Когда незащищенная ладонь соприкасается с холодным металлом – с карабином, пулеметом, артиллерийской пушкой, – она моментально примерзает, и, если ее оторвать, на металле останутся куски кожи. Стало невозможно пользоваться оружием или носить гранаты без перчаток, но наши шерстяные перчатки никуда не годятся – уже через несколько дней ткань рассыпается. Солдаты на передовой не могут помыться, привести себя в порядок. Они жутко истощены – мы видим это по раненым с их торчащими ребрами. Но они держатся. Мы предчувствуем, что эти жертвы будут напрасными.
В который раз мы обсуждаем с Форстером и Шмидтом многочисленные обморожения. Никто из нас раньше никогда не сталкивался с настолько тяжелыми последствиями.
До глубокой ночи сидим при треске горящих березовых поленьев, пьем старое французское красное вино, и я рассказываю о боях в Вогезах зимой 1914–1915 годов и последовавшей катастрофе. История подходит к концу, воцаряется гробовое молчание, в воздухе сгущается ужас. Каждый осознает, что еще предстоит нашим ребятам.

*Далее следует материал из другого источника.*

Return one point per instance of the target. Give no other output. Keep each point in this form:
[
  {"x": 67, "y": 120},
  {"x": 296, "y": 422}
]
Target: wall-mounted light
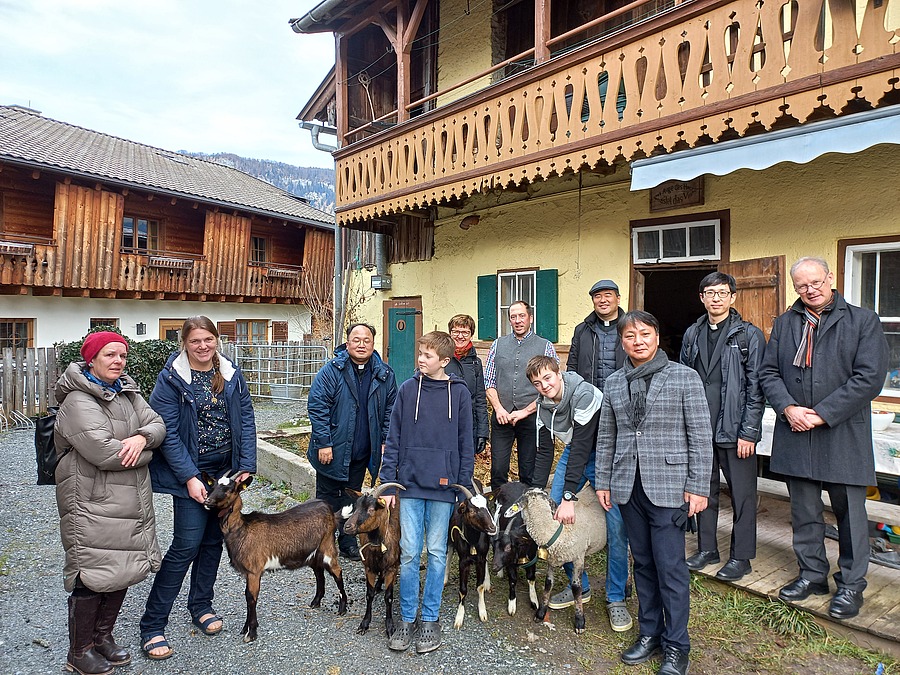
[{"x": 469, "y": 221}]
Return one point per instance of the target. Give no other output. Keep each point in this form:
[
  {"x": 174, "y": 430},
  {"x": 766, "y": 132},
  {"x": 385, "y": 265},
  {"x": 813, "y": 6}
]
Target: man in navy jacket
[{"x": 349, "y": 405}]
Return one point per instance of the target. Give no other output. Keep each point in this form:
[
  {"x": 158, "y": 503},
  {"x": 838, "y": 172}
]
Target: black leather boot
[
  {"x": 82, "y": 657},
  {"x": 104, "y": 644}
]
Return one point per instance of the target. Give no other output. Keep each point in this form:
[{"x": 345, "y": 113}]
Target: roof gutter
[
  {"x": 169, "y": 193},
  {"x": 316, "y": 15}
]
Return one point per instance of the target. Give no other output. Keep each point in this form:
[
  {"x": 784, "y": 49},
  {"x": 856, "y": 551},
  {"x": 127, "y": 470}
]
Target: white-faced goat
[
  {"x": 563, "y": 543},
  {"x": 378, "y": 528},
  {"x": 471, "y": 529},
  {"x": 513, "y": 546},
  {"x": 302, "y": 536}
]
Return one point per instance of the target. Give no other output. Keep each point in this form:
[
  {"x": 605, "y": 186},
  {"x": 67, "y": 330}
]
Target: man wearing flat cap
[{"x": 595, "y": 354}]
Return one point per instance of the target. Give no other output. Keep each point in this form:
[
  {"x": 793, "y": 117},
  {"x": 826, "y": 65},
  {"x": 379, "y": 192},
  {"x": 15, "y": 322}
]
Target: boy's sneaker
[
  {"x": 619, "y": 618},
  {"x": 401, "y": 637},
  {"x": 429, "y": 637},
  {"x": 566, "y": 598}
]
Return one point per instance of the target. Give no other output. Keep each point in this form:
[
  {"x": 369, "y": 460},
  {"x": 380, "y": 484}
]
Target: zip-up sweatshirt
[{"x": 429, "y": 445}]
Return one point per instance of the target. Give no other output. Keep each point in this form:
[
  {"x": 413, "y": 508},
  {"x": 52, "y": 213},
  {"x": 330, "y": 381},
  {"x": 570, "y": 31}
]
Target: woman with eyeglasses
[{"x": 466, "y": 364}]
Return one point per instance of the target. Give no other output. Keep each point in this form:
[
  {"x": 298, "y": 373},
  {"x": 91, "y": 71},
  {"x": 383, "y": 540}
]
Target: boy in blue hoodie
[{"x": 428, "y": 449}]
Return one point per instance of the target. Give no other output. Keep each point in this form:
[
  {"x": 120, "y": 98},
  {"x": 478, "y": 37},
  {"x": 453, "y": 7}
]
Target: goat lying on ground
[
  {"x": 471, "y": 529},
  {"x": 513, "y": 546},
  {"x": 302, "y": 536},
  {"x": 378, "y": 528},
  {"x": 563, "y": 543}
]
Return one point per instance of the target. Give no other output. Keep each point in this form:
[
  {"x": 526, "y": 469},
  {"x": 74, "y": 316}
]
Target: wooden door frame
[{"x": 410, "y": 302}]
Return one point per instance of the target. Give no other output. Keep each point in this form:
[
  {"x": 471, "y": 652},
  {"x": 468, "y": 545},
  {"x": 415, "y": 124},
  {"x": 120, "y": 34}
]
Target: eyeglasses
[{"x": 814, "y": 285}]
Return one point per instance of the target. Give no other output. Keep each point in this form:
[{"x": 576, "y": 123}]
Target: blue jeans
[
  {"x": 616, "y": 539},
  {"x": 197, "y": 541},
  {"x": 422, "y": 520}
]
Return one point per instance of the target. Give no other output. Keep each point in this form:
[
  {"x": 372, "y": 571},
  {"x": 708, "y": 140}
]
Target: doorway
[{"x": 673, "y": 297}]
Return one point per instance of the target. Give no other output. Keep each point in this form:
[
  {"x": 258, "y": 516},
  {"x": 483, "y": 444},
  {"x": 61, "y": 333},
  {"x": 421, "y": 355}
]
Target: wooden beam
[{"x": 541, "y": 30}]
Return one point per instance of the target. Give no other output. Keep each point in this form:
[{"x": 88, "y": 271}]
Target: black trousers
[
  {"x": 333, "y": 493},
  {"x": 661, "y": 577},
  {"x": 741, "y": 477},
  {"x": 535, "y": 455},
  {"x": 849, "y": 505}
]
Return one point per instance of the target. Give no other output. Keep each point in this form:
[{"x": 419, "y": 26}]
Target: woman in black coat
[{"x": 466, "y": 364}]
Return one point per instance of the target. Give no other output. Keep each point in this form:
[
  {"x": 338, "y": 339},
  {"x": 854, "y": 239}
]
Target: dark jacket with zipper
[
  {"x": 584, "y": 351},
  {"x": 429, "y": 446},
  {"x": 742, "y": 400},
  {"x": 333, "y": 405},
  {"x": 173, "y": 399},
  {"x": 470, "y": 370}
]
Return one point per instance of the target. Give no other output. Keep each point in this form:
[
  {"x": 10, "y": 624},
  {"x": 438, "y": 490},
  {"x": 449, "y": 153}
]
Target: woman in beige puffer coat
[{"x": 104, "y": 432}]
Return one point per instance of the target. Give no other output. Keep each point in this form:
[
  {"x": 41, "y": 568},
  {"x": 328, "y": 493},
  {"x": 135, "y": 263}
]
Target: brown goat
[
  {"x": 302, "y": 536},
  {"x": 378, "y": 528}
]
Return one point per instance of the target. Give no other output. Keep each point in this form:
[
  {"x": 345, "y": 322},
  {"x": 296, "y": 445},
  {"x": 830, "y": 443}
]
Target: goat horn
[
  {"x": 464, "y": 489},
  {"x": 384, "y": 486}
]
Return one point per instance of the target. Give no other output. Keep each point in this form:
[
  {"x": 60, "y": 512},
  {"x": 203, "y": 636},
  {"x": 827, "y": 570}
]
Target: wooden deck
[{"x": 877, "y": 625}]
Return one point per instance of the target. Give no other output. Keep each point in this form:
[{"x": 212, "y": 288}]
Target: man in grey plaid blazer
[{"x": 654, "y": 458}]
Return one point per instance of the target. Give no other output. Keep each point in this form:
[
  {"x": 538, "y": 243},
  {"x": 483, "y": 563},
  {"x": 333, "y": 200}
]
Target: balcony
[{"x": 692, "y": 75}]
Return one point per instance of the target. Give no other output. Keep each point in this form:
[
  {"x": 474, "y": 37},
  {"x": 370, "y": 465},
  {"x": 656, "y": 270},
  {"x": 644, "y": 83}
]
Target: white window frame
[
  {"x": 716, "y": 255},
  {"x": 853, "y": 285},
  {"x": 503, "y": 327}
]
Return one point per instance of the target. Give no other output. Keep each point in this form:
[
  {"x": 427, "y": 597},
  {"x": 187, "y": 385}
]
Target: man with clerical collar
[
  {"x": 514, "y": 402},
  {"x": 825, "y": 362},
  {"x": 726, "y": 352}
]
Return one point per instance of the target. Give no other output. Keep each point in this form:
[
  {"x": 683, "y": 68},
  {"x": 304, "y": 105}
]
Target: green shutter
[
  {"x": 547, "y": 305},
  {"x": 487, "y": 307}
]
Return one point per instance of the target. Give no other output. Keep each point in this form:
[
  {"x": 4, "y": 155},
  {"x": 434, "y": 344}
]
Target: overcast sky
[{"x": 198, "y": 75}]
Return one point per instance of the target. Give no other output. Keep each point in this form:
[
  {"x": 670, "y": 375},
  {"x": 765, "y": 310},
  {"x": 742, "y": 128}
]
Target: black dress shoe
[
  {"x": 800, "y": 589},
  {"x": 701, "y": 559},
  {"x": 845, "y": 604},
  {"x": 734, "y": 569},
  {"x": 645, "y": 647},
  {"x": 675, "y": 662}
]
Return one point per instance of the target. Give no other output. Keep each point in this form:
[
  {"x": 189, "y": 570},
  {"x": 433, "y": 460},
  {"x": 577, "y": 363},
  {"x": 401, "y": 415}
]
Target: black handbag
[{"x": 45, "y": 448}]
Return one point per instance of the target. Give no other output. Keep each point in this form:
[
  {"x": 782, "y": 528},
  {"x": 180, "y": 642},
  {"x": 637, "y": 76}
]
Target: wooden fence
[{"x": 27, "y": 377}]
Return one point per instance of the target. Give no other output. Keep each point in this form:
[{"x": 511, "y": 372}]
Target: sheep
[
  {"x": 302, "y": 536},
  {"x": 379, "y": 537},
  {"x": 471, "y": 529},
  {"x": 563, "y": 543},
  {"x": 513, "y": 546}
]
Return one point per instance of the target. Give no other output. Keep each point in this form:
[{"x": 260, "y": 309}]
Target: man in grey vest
[{"x": 514, "y": 400}]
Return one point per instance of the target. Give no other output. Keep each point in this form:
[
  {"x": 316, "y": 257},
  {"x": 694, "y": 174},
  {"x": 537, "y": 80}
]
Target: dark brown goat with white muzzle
[
  {"x": 378, "y": 528},
  {"x": 471, "y": 529},
  {"x": 302, "y": 536}
]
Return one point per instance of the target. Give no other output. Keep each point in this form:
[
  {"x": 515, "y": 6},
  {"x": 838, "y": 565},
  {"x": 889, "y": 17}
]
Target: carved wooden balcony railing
[{"x": 705, "y": 71}]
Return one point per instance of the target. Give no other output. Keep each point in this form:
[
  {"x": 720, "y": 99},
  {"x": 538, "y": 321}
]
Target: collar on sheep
[{"x": 543, "y": 552}]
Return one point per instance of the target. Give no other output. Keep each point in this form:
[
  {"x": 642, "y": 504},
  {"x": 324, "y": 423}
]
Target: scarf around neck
[{"x": 639, "y": 381}]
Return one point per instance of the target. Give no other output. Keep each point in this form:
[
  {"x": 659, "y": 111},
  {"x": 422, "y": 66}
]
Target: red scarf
[{"x": 461, "y": 352}]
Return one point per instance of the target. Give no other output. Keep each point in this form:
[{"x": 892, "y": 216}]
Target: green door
[{"x": 402, "y": 342}]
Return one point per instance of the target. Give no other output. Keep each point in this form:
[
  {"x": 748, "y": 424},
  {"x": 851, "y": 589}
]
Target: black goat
[
  {"x": 378, "y": 528},
  {"x": 513, "y": 546},
  {"x": 471, "y": 529},
  {"x": 302, "y": 536}
]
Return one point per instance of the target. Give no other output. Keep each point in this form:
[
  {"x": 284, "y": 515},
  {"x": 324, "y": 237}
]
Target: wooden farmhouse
[
  {"x": 98, "y": 230},
  {"x": 526, "y": 149}
]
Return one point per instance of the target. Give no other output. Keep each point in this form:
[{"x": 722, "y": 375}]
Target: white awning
[{"x": 848, "y": 134}]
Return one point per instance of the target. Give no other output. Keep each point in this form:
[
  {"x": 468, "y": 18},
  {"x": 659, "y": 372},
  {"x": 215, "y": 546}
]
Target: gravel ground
[{"x": 292, "y": 637}]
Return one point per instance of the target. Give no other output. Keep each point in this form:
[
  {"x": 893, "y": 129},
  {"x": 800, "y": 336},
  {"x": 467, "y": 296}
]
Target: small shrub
[{"x": 145, "y": 359}]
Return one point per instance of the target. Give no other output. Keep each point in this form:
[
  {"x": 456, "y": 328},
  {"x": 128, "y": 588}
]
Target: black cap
[{"x": 604, "y": 285}]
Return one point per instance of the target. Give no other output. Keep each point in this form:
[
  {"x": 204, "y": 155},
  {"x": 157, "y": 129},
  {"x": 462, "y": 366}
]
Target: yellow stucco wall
[
  {"x": 790, "y": 210},
  {"x": 465, "y": 46}
]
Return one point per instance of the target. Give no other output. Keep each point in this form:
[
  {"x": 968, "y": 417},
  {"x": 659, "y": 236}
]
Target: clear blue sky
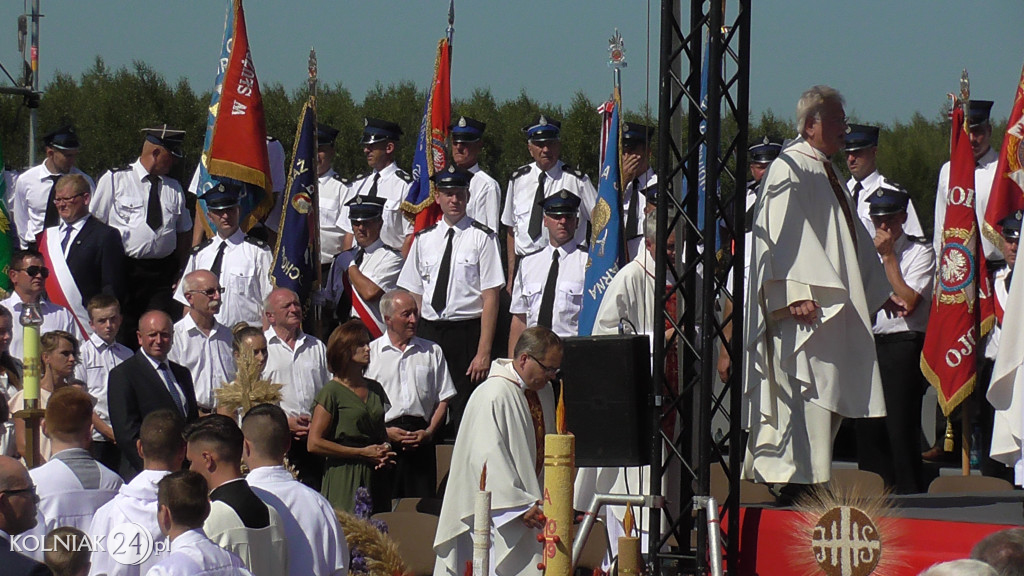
[{"x": 889, "y": 58}]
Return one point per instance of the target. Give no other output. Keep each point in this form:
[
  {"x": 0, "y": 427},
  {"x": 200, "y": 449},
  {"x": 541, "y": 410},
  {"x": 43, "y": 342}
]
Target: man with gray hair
[
  {"x": 630, "y": 299},
  {"x": 1004, "y": 550},
  {"x": 201, "y": 343},
  {"x": 416, "y": 378},
  {"x": 815, "y": 284},
  {"x": 507, "y": 416}
]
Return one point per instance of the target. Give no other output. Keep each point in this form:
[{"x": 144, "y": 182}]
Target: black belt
[
  {"x": 898, "y": 337},
  {"x": 410, "y": 423}
]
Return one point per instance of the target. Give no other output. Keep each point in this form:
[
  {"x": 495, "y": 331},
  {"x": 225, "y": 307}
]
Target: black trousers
[
  {"x": 415, "y": 470},
  {"x": 458, "y": 340},
  {"x": 890, "y": 446},
  {"x": 150, "y": 283}
]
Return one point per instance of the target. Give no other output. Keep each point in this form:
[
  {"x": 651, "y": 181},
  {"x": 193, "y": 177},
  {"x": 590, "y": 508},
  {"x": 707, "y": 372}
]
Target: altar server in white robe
[
  {"x": 1006, "y": 391},
  {"x": 182, "y": 508},
  {"x": 72, "y": 486},
  {"x": 239, "y": 520},
  {"x": 815, "y": 284},
  {"x": 508, "y": 414},
  {"x": 162, "y": 447},
  {"x": 315, "y": 541}
]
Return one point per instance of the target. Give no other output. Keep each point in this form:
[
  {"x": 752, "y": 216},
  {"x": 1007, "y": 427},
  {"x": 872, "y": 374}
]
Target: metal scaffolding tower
[{"x": 685, "y": 408}]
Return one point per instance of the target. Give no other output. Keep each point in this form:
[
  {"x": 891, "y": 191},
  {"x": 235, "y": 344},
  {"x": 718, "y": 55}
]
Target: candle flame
[{"x": 560, "y": 410}]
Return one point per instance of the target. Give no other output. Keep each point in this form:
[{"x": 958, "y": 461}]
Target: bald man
[
  {"x": 17, "y": 515},
  {"x": 145, "y": 382}
]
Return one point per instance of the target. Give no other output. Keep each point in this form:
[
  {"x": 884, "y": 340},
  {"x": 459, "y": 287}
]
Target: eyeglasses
[
  {"x": 209, "y": 292},
  {"x": 36, "y": 271},
  {"x": 59, "y": 201},
  {"x": 555, "y": 373}
]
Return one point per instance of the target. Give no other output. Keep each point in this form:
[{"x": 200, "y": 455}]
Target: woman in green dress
[{"x": 347, "y": 426}]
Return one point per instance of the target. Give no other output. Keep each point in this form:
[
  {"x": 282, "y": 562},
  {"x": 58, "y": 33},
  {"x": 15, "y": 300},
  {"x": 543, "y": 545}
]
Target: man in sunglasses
[
  {"x": 17, "y": 515},
  {"x": 28, "y": 275},
  {"x": 201, "y": 343},
  {"x": 241, "y": 262}
]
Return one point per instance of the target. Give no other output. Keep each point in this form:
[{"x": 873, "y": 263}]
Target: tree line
[{"x": 110, "y": 107}]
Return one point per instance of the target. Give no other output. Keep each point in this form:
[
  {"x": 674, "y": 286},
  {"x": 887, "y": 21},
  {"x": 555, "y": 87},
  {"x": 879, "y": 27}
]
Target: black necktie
[
  {"x": 856, "y": 191},
  {"x": 439, "y": 298},
  {"x": 631, "y": 218},
  {"x": 537, "y": 216},
  {"x": 218, "y": 259},
  {"x": 548, "y": 298},
  {"x": 154, "y": 213},
  {"x": 66, "y": 239},
  {"x": 51, "y": 218},
  {"x": 165, "y": 374},
  {"x": 373, "y": 187}
]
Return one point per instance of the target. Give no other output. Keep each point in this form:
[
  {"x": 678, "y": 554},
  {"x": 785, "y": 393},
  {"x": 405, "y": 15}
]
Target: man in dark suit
[
  {"x": 17, "y": 515},
  {"x": 145, "y": 382}
]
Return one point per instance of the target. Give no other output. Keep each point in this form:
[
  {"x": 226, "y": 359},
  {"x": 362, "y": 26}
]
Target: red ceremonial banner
[
  {"x": 1008, "y": 190},
  {"x": 238, "y": 149},
  {"x": 962, "y": 302},
  {"x": 420, "y": 205}
]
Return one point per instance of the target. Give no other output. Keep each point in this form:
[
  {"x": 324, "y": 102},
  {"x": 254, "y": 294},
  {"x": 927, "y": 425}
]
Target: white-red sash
[
  {"x": 60, "y": 286},
  {"x": 360, "y": 309}
]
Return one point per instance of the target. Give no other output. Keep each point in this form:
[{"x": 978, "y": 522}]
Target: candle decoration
[
  {"x": 481, "y": 528},
  {"x": 630, "y": 561},
  {"x": 559, "y": 465}
]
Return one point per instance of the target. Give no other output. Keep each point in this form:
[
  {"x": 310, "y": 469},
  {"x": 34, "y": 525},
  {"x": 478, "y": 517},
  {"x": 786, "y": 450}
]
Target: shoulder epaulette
[
  {"x": 199, "y": 247},
  {"x": 574, "y": 171},
  {"x": 483, "y": 227},
  {"x": 428, "y": 229},
  {"x": 520, "y": 171},
  {"x": 257, "y": 242}
]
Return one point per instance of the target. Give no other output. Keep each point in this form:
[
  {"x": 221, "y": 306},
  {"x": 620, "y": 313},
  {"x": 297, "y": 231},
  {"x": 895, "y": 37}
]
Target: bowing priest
[
  {"x": 508, "y": 414},
  {"x": 815, "y": 284}
]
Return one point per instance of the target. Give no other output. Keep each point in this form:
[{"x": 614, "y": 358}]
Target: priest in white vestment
[
  {"x": 1006, "y": 391},
  {"x": 815, "y": 284},
  {"x": 503, "y": 427}
]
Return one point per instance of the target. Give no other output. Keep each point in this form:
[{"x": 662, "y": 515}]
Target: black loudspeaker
[{"x": 607, "y": 385}]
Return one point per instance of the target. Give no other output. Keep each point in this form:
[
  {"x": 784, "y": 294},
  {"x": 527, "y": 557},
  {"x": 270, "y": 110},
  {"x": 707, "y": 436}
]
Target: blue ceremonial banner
[
  {"x": 296, "y": 255},
  {"x": 606, "y": 243}
]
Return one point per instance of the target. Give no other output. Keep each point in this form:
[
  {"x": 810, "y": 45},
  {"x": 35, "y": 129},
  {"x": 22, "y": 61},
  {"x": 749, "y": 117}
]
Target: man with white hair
[{"x": 815, "y": 283}]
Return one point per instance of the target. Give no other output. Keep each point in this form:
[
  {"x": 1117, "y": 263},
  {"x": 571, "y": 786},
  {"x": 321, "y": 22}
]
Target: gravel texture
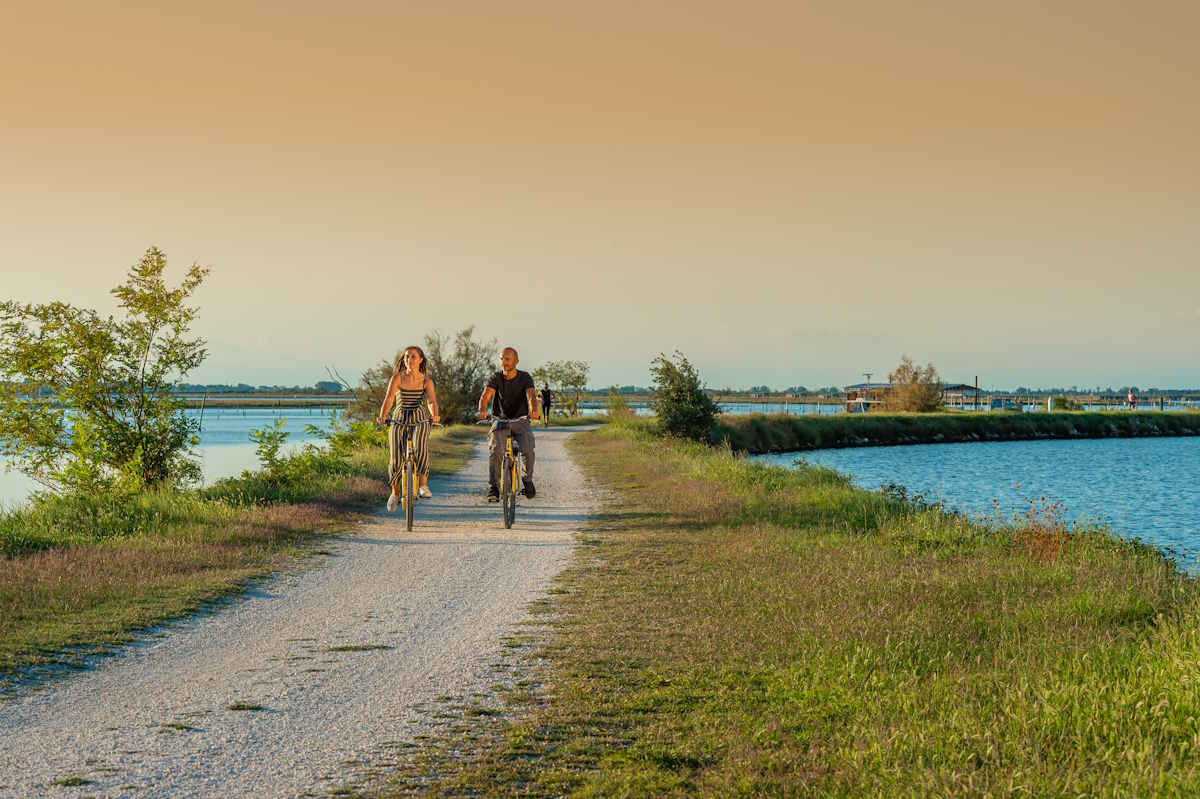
[{"x": 331, "y": 665}]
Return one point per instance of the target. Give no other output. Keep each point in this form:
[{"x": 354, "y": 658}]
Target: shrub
[
  {"x": 682, "y": 404},
  {"x": 88, "y": 402},
  {"x": 618, "y": 408},
  {"x": 915, "y": 388}
]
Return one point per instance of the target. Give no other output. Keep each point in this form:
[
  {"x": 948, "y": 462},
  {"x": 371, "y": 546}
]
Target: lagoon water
[
  {"x": 1143, "y": 487},
  {"x": 225, "y": 450}
]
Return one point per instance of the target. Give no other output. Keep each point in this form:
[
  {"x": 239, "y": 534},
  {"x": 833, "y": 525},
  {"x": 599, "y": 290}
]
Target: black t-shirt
[{"x": 510, "y": 400}]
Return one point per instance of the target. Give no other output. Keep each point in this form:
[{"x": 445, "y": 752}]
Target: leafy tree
[
  {"x": 460, "y": 367},
  {"x": 618, "y": 407},
  {"x": 682, "y": 404},
  {"x": 567, "y": 379},
  {"x": 371, "y": 390},
  {"x": 915, "y": 388},
  {"x": 88, "y": 402}
]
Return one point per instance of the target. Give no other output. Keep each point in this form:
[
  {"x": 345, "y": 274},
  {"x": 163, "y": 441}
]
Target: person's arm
[
  {"x": 433, "y": 400},
  {"x": 532, "y": 397},
  {"x": 388, "y": 397},
  {"x": 485, "y": 400}
]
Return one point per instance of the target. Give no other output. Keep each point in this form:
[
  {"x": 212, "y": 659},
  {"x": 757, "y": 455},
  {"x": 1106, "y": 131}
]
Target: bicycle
[
  {"x": 513, "y": 469},
  {"x": 408, "y": 492}
]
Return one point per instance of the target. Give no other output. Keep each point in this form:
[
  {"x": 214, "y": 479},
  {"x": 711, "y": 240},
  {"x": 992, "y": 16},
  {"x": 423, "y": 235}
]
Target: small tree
[
  {"x": 618, "y": 407},
  {"x": 915, "y": 388},
  {"x": 568, "y": 380},
  {"x": 460, "y": 367},
  {"x": 371, "y": 390},
  {"x": 682, "y": 404},
  {"x": 88, "y": 401}
]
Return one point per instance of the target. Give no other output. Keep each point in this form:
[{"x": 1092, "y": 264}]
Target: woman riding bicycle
[{"x": 418, "y": 408}]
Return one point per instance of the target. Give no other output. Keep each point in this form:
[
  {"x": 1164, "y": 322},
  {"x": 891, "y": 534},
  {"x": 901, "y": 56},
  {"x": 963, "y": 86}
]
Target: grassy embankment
[
  {"x": 779, "y": 433},
  {"x": 82, "y": 574},
  {"x": 733, "y": 629}
]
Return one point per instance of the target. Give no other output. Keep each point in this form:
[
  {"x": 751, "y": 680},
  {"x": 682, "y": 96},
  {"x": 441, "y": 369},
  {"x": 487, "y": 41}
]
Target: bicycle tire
[
  {"x": 409, "y": 494},
  {"x": 508, "y": 494}
]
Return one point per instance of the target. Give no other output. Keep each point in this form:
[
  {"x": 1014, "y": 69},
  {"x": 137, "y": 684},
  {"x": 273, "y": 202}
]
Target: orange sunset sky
[{"x": 789, "y": 192}]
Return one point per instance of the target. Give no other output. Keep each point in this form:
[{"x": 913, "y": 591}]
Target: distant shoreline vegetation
[{"x": 762, "y": 433}]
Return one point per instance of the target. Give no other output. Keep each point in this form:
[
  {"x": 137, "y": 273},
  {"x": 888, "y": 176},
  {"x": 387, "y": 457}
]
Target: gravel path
[{"x": 341, "y": 658}]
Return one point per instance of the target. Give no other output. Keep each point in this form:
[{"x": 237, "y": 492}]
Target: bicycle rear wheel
[{"x": 409, "y": 493}]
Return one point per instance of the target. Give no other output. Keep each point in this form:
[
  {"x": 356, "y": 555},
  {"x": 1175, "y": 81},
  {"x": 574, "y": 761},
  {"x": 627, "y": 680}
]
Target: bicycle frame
[
  {"x": 409, "y": 490},
  {"x": 510, "y": 470}
]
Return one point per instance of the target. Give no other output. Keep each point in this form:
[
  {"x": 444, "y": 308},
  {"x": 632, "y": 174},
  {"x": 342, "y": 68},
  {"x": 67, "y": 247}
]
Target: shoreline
[{"x": 760, "y": 433}]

Проблема переохлаждения и обморожения постоянно занимает мой ум. Она не оставляет меня в покое. На следующий вечер я пораньше удаляюсь из компании друзей, чтобы почитать старую книгу с уже пожелтевшими страницами, оставшуюся после Виганда. Это третий том сочинений личного хирурга Наполеона, знаменитого барона Ларрея, чьими учениками в общем-то стали мы все. Он сопровождал великую армию до Москвы и как врач пережил все тяготы и лишения во время отступления, переправу через Березину и жуткий мороз в Польше. Корсиканец считал его самым добродетельным человеком, которого он встречал в своей жизни. При свете свечи я перелистываю страницы и нахожу главу «О сухой гангрене и гангрене после обморожения».
Записки возбуждают мое воображение. Меня захватывают не только неординарные наблюдательские способности врача, но и его талант, несмотря на изящество стиля, описывать все происходящее столь драматично.
Мысленно я отправляюсь в путь вслед за Ларреем, безмолвным сопровождающим, вместе с великой армией, которая в июне 1812 года выстроилась по линии Люблин – Варшава – Кенигсберг. Тогда территория от Риги и Вильнюса вплоть до Гродно была занята русскими. Наполеон лично взял на себя командование крупнейшей армией и вдоль Даугавы через Витебск, Бородино, без флангового прикрытия, отправился маршем прямо на Москву и штурмом взял полыхающий город. Его армия в начале похода составляла 225 000 человек. После тяжелых потерь из горящей Москвы отступало уже 80 000. Когда же император 23 ноября добрался до Смоленска, осталось только 45 000. Наполеон рассчитывал, что в Смоленске, где находились склады с провизией и запасами, его армия перезимует. Однако город был настолько переполнен ранеными и заразными больными, а склады разграблены, что Наполеон был вынужден продолжать отступление. И во время мучительного похода через Борисов и печально известной переправы через Березину по перегруженному мосту великая армия пережила ужасающую катастрофу.